Abstract
Up to 50% of antibiotic use in hospital settings is suboptimal. We build machine learning models trained on electronic health record data to minimize wasteful use of antibiotics. Our classifiers flag no growth blood and urine microbial cultures with high precision. Further, we build models that predict the likelihood of bacterial susceptibility to sets of antibiotics. These models contain decision thresholds that separate subgroups of patients whose susceptibility rates to narrow-spectrum antibiotics equal overall susceptibility rates to broader-spectrum drugs. Retroactively analyzing these thresholds on our one year test set, we find that 14% of patients infected with Escherichia coli and empirically treated with piperacillin/tazobactam could have been treated with ceftriaxone with coverage equal to the overall susceptibility rate ofpiperacillin/tazobactam. Similarly, 13% of the same cohort could have been treated with cefazolin - a first generation cephalosporin.
Introduction
Over 700,000 people die a year from antibiotic resistant infection - a figure that is rapidly growing1. If nothing alters its trajectory, the annual death rate by 2050 will exceed 10,000,0001. Lack of working antibiotics would push many modern day medical practices into extinction. Antibiotics are used prophylactically before surgery to prevent surgical site infection, and in conjunction with chemotherapy and HIV treatment when a patient’s immune system is compromised. Antibiotics used improperly needlessly expedite the rate at which microbes develop resistance. Up to 50% of antibiotics prescribed in hospitals are either inappropriate or suboptimal2. Clinicians use their expertise to prescribe antibiotics of the proper type, duration, and route of intervention; but, prescribing the antibiotic that maximizes the likelihood of coverage while minimizing overkill is challenging.

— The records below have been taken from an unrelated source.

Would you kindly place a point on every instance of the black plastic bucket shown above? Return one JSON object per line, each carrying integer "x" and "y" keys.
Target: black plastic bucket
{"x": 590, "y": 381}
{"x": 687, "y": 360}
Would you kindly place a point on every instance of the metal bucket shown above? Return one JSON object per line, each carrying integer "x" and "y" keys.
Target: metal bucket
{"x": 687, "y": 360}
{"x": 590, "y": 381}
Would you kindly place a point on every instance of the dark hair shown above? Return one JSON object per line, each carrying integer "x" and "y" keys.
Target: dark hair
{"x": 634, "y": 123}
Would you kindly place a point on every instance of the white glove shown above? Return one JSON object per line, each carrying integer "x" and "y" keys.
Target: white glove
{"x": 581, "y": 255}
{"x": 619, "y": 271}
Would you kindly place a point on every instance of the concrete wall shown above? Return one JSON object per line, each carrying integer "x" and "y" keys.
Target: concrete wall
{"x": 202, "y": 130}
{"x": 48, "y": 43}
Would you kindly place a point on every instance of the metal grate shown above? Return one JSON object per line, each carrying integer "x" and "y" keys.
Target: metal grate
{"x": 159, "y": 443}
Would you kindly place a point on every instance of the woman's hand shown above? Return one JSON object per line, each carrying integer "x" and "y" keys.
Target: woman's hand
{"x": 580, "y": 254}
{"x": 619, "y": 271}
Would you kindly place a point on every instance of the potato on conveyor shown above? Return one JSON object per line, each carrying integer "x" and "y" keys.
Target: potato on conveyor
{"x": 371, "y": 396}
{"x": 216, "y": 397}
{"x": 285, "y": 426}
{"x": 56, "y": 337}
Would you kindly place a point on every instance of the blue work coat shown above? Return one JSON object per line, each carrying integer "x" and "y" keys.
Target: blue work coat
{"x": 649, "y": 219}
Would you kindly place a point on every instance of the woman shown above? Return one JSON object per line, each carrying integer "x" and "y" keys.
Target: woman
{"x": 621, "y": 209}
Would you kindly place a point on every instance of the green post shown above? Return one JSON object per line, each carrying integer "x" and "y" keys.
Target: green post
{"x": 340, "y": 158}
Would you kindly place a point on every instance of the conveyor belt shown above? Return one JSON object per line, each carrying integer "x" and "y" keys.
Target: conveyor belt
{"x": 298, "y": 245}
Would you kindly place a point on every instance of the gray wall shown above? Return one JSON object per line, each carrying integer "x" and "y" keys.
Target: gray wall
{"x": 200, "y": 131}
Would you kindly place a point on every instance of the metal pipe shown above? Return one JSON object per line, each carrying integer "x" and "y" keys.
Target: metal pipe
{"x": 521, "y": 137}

The Joint Commission requires American hospitals to implement antibiotic stewardship programs that educate healthcare workers on best prescribing practices. Clinicians are trained to order microbial cultures for presumably infected patients before beginning a course of antibiotics. Microbial cultures are sent to a microbiology lab for testing, and after about two days, the identity of the infecting agent is determined. Most microbial cultures fail to grow bacteria. If bacteria is isolated, further drug susceptibility analysis is performed, and after another day results return showing whether a set of commonly prescribed antibiotics will cover the infecting agent. In critical cases, clinicians cannot wait for susceptibility results. They start empiric treatment, a euphemism for guessing the diagnosis and optimal therapy. Empiric treatment typically consists of broad-spectrum drugs like piperacillin/tazobactam (Pip/Tazo) that maximize likelihood of microbial coverage even though something more targeted likely would suffice. Broad-spectrum antibiotics can devastate patient microbiota, and lead to the emergence of often deadly Clostridium difficile (C. difficile) infections3. When susceptibility results are returned, clinicians de-escalate to targeted treatment. An illustration of this clinical workflow is shown in Figure 1.
Figure 1:
Graphic illustration of antibiotic delivery workflow. On Day 1 a patient shows up to the hospital with a possible infection. A clinician prescribes empiric antibiotics (broad-spectrum) to maximize the likelihood the patient responds. At the same time, a microbial culture is ordered. After Day 3 the identity of the infecting agent, if one exists, is confirmed. At Day 4 susceptibility results return detailing a set of appropriate antibiotics, and the patient is de-escalated to directed therapy.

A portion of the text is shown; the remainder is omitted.